Clooney, kritikus lama Trump dan Partai Republik secara umum, mengutuk ancaman presiden sambil berbicara dalam acara Rabu untuk sekitar 3.000 siswa sekolah menengah di Italia, yang diselenggarakan oleh Clooney Foundation for Justice.
“Ada yang mengatakan Donald Trump baik-baik saja. Tapi jika ada yang mengatakan dia ingin mengakhiri sebuah peradaban, itu adalah kejahatan perang,” katanya, seperti dilaporkan Variety. “Anda masih bisa mendukung sudut pandang konservatif, tetapi harus ada garis kesopanan, dan kita tidak boleh melanggarnya.”
Tidak butuh waktu lama bagi Direktur Komunikasi Gedung Putih, Steven Cheung, untuk menyindir ucapan Clooney.
“Satu-satunya orang yang melakukan kejahatan perang adalah George Clooney karena film-filmnya yang mengerikan dan kemampuan beraktingnya yang buruk,” tulisnya pada hari Rabu di X, sebagai tanggapan atas artikel Variety.
Clooney, pemenang Oscar 2005 untuk film Syriana, tidak terpengaruh, dan mengulang kritiknya awal dalam pernyataan panjangnya kepada Deadline.
“Keluarga kehilangan orang yang dicintai. Anak-anak terbakar. Ekonomi dunia berada di ujung tanduk,” katanya. “Ini adalah saat untuk debat dengan tegas di tingkat tertinggi. Bukan untuk ejekan yang infantil. Saya akan mulai. Kejahatan perang dituduhkan “ketika ada niat untuk menghancurkan fisik sebuah bangsa,” sebagaimana didefinisikan oleh Konvensi Genosida dan Statuta Roma.”

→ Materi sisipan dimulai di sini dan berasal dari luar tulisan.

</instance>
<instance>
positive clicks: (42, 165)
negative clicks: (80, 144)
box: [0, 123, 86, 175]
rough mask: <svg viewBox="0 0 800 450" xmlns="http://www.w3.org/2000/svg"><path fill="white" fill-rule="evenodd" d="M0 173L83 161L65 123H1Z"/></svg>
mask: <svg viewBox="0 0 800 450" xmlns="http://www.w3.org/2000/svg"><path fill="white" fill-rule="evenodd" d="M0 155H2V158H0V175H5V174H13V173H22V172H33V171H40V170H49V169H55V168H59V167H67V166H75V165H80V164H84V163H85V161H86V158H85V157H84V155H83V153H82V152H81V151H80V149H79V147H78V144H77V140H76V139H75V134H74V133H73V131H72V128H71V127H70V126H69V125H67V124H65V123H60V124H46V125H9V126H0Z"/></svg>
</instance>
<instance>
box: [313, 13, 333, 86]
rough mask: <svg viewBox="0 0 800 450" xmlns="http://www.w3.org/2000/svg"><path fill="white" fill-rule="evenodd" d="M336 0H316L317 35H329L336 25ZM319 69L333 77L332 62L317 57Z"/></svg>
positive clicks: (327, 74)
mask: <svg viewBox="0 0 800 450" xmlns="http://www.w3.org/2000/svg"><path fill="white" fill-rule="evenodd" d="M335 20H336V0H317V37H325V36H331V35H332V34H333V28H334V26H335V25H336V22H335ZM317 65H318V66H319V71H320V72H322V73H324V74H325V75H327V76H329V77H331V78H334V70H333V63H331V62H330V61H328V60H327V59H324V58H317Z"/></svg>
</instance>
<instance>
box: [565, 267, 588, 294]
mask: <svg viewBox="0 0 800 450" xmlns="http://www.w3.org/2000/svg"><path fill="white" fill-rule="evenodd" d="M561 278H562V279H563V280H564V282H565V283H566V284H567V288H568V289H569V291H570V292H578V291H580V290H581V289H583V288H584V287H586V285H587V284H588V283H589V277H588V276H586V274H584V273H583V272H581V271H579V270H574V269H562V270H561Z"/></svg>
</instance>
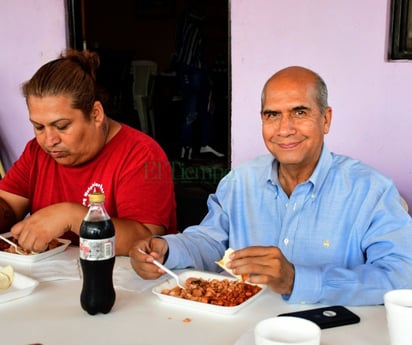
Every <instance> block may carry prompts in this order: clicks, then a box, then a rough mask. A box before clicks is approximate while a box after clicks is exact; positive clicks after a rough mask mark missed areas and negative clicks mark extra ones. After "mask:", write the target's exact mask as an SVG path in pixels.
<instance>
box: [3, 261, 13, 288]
mask: <svg viewBox="0 0 412 345" xmlns="http://www.w3.org/2000/svg"><path fill="white" fill-rule="evenodd" d="M13 279H14V269H13V267H12V266H10V265H8V266H5V267H3V268H2V269H0V291H3V290H6V289H8V288H9V287H10V286H11V284H12V283H13Z"/></svg>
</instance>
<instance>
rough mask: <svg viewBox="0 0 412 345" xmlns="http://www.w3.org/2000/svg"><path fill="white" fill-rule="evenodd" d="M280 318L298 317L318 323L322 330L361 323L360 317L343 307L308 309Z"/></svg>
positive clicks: (330, 306)
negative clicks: (294, 316)
mask: <svg viewBox="0 0 412 345" xmlns="http://www.w3.org/2000/svg"><path fill="white" fill-rule="evenodd" d="M278 316H296V317H301V318H303V319H307V320H310V321H313V322H314V323H316V324H317V325H318V326H319V327H320V328H321V329H324V328H332V327H338V326H344V325H351V324H354V323H358V322H360V317H359V316H358V315H356V314H355V313H353V312H352V311H350V310H349V309H347V308H345V307H344V306H341V305H334V306H330V307H323V308H316V309H308V310H302V311H296V312H291V313H284V314H279V315H278Z"/></svg>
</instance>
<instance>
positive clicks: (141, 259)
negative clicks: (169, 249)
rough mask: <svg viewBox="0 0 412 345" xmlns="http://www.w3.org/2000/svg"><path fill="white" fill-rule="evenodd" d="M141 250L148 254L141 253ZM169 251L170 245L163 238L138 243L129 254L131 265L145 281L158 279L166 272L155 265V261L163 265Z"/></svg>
mask: <svg viewBox="0 0 412 345" xmlns="http://www.w3.org/2000/svg"><path fill="white" fill-rule="evenodd" d="M139 249H141V250H143V251H144V252H146V253H147V254H143V253H141V252H140V251H139ZM167 250H168V244H167V242H166V240H164V239H162V238H158V237H152V238H150V239H148V240H140V241H136V242H135V243H134V244H133V246H132V248H131V249H130V252H129V256H130V263H131V265H132V267H133V269H134V270H135V271H136V273H137V274H138V275H139V276H141V277H142V278H143V279H157V278H159V277H160V276H161V275H163V274H164V272H163V271H162V270H161V269H160V268H158V267H157V266H156V265H155V264H153V260H154V259H156V260H157V261H159V262H160V263H163V262H164V260H165V255H166V253H167Z"/></svg>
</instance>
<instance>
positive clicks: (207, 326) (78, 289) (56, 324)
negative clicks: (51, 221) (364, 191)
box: [0, 247, 389, 345]
mask: <svg viewBox="0 0 412 345" xmlns="http://www.w3.org/2000/svg"><path fill="white" fill-rule="evenodd" d="M68 250H69V251H71V252H72V253H73V252H74V253H76V251H78V248H73V247H69V249H68ZM128 262H129V258H127V257H117V258H116V264H121V265H122V267H128V266H130V265H129V264H128ZM115 269H116V268H115ZM130 270H132V268H131V267H130ZM80 291H81V280H56V281H48V282H41V283H40V284H39V285H38V287H37V288H36V289H35V290H34V292H33V293H32V294H31V295H29V296H26V297H23V298H20V299H17V300H14V301H10V302H7V303H3V304H0V327H1V330H2V332H1V344H8V345H15V344H16V345H23V344H25V345H28V344H42V345H65V344H67V345H83V344H87V345H90V344H116V345H123V344H124V345H131V344H139V345H143V344H147V345H157V344H167V345H174V344H179V345H185V344H187V345H189V344H190V345H208V344H210V345H212V344H213V345H234V344H237V345H238V344H239V345H243V344H245V345H246V343H245V342H244V339H245V338H249V337H248V336H247V335H248V334H249V335H251V334H252V333H251V332H252V329H253V327H254V325H255V324H256V323H257V322H258V321H260V320H262V319H264V318H267V317H271V316H274V315H277V314H280V313H285V312H290V311H296V310H303V309H309V308H312V307H320V305H315V306H308V305H306V306H302V305H289V304H287V303H286V302H284V301H283V300H282V299H281V297H280V296H279V295H276V294H274V293H273V292H271V291H270V290H269V289H266V291H265V292H264V293H263V294H262V295H261V296H260V297H259V298H258V299H257V300H256V301H254V302H253V303H251V304H250V305H248V306H245V308H244V309H241V310H240V311H239V312H238V313H236V314H234V315H217V314H212V313H205V312H201V311H197V310H192V309H187V308H182V307H180V306H175V305H169V304H167V303H165V302H163V301H161V300H160V299H159V298H158V297H157V296H155V295H153V294H152V292H151V289H146V290H145V291H143V292H132V291H126V290H123V289H119V288H117V289H116V295H117V297H116V303H115V305H114V307H113V309H112V311H111V312H110V313H109V314H106V315H103V314H98V315H95V316H90V315H88V314H87V313H86V312H84V311H83V310H82V308H81V307H80ZM349 309H350V310H352V311H354V312H355V313H356V314H358V315H359V316H360V318H361V322H360V323H359V324H356V325H349V326H343V327H336V328H331V329H325V330H322V336H321V344H322V345H347V344H351V345H368V344H370V345H384V344H385V345H387V344H389V338H388V331H387V326H386V316H385V309H384V307H383V306H371V307H349ZM186 318H190V319H191V321H190V322H184V321H183V320H184V319H186ZM242 339H243V340H242ZM239 340H240V341H239ZM247 345H253V342H252V343H250V344H249V343H248V344H247Z"/></svg>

Ia mengakhiri pernyataannya dengan sedikit humor yang merendahkan diri, menambahkan: “Apa pembelaan pemerintah? [selain menyebut saya sebagai aktor gagal yang dengan senang hati saya setuju telah membintangi ‘Batman and Robin’?]”
Aktor Ocean’s Eleven ini, yang berhaluan politik Demokrat, telah menjadi target serangan media sosial Trump. Setelah Clooney dan istrinya, pengacara hak asasi manusia Amal Clooney, diberikan kewarganegaraan Prancis tahun lalu, presiden menyebut pasangan itu “dua orang yang terbodoh sepanjang masa.”
“Clooney mendapatkan lebih banyak pemberitaan politik daripada film-filmnya yang sangat sedikit, dan benar-benar biasa,” tulisnya di Truth Social. “Dia bukan bintang film sama sekali, dia hanyalah seorang pria biasa yang selalu mengeluh tentang ketidakberesan dalam politik.”
Menariknya, Clooney mengakui memiliki hubungan pertemanan dengan Trump jauh sebelum pengusaha properti dan tokoh TV realitas itu masuk ke ranah politik.
“Saya sangat mengenalnya,” kata Clooney kepada Variety dalam wawancara terpisah tahun lalu. “Dia sering menelepon saya, dan dia mencoba membantu saya masuk ke rumah sakit sekali untuk bertemu dengan ahli bedah punggung. Saya melihatnya di klub-klub dan restoran. Dia orang yang kocak besar. Yah, dia dulu. Semuanya berubah.”